La situation financière des ménages marocains a continué de se renforcer en 2025, portée par l’augmentation de leur patrimoine financier. Celui-ci s’est établi à 1 192 milliards de dirhams, selon le treizième rapport annuel sur la stabilité financière présenté lundi à Rabat.
Les dépôts bancaires restent la principale composante de ce patrimoine, avec un encours de 935 milliards de dirhams. Les placements en valeurs mobilières ont également progressé pour atteindre 114 milliards.
Le document a été élaboré conjointement par Bank Al-Maghrib, l’Autorité marocaine du marché des capitaux et l’Autorité de contrôle des assurances et de la prévoyance sociale.
Cette consolidation s’accompagne toutefois d’une accélération de l’endettement. La dette des ménages a atteint 456 milliards de dirhams en 2025, soit 27 % du produit intérieur brut.
Il s’agit de la plus forte hausse enregistrée depuis 2012. Cette progression résulte principalement de l’augmentation des crédits à l’habitat et à la consommation.
Le rapport fait également état d’une légère montée du taux d’endettement des nouveaux emprunteurs. La part des ménages consacrant plus de 40 % de leurs revenus au remboursement de leurs dettes a, elle aussi, augmenté.
Dans ce contexte, le taux de défaut est resté élevé, à 10,3 %.
La dette des entreprises non financières a également poursuivi sa progression. L’encours des crédits bancaires qui leur sont accordés s’est établi à 657 milliards de dirhams, représentant 39 % du PIB.
Les émissions obligataires ont, de leur côté, atteint 124 milliards de dirhams. Le taux de défaut du portefeuille de crédit des entreprises s’est fixé à 11,2 %.
L’analyse menée sur un échantillon de 116 406 entreprises montre néanmoins un recul de la dette financière à moyen et long terme.

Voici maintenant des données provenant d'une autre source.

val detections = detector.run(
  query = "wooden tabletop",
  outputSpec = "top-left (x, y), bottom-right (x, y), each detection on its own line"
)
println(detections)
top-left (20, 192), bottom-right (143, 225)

Sa part dans les capitaux permanents est passée de 46 % en 2023 à 43 % en 2024.
La dette financière à court terme a représenté près de 11 % du chiffre d’affaires, en légère diminution sur un an.
Les délais de paiement entre entreprises ont également continué de s’améliorer, dans le prolongement de la tendance observée depuis 2021.
Le délai moyen de règlement des créances clients est revenu à 98 jours de chiffre d’affaires en 2024, contre 123 jours un an auparavant.
Le délai moyen de paiement des fournisseurs a, pour sa part, reculé de 80 à 70 jours d’achats. Malgré cette amélioration, des écarts demeurent selon la taille des entreprises et leur secteur d’activité.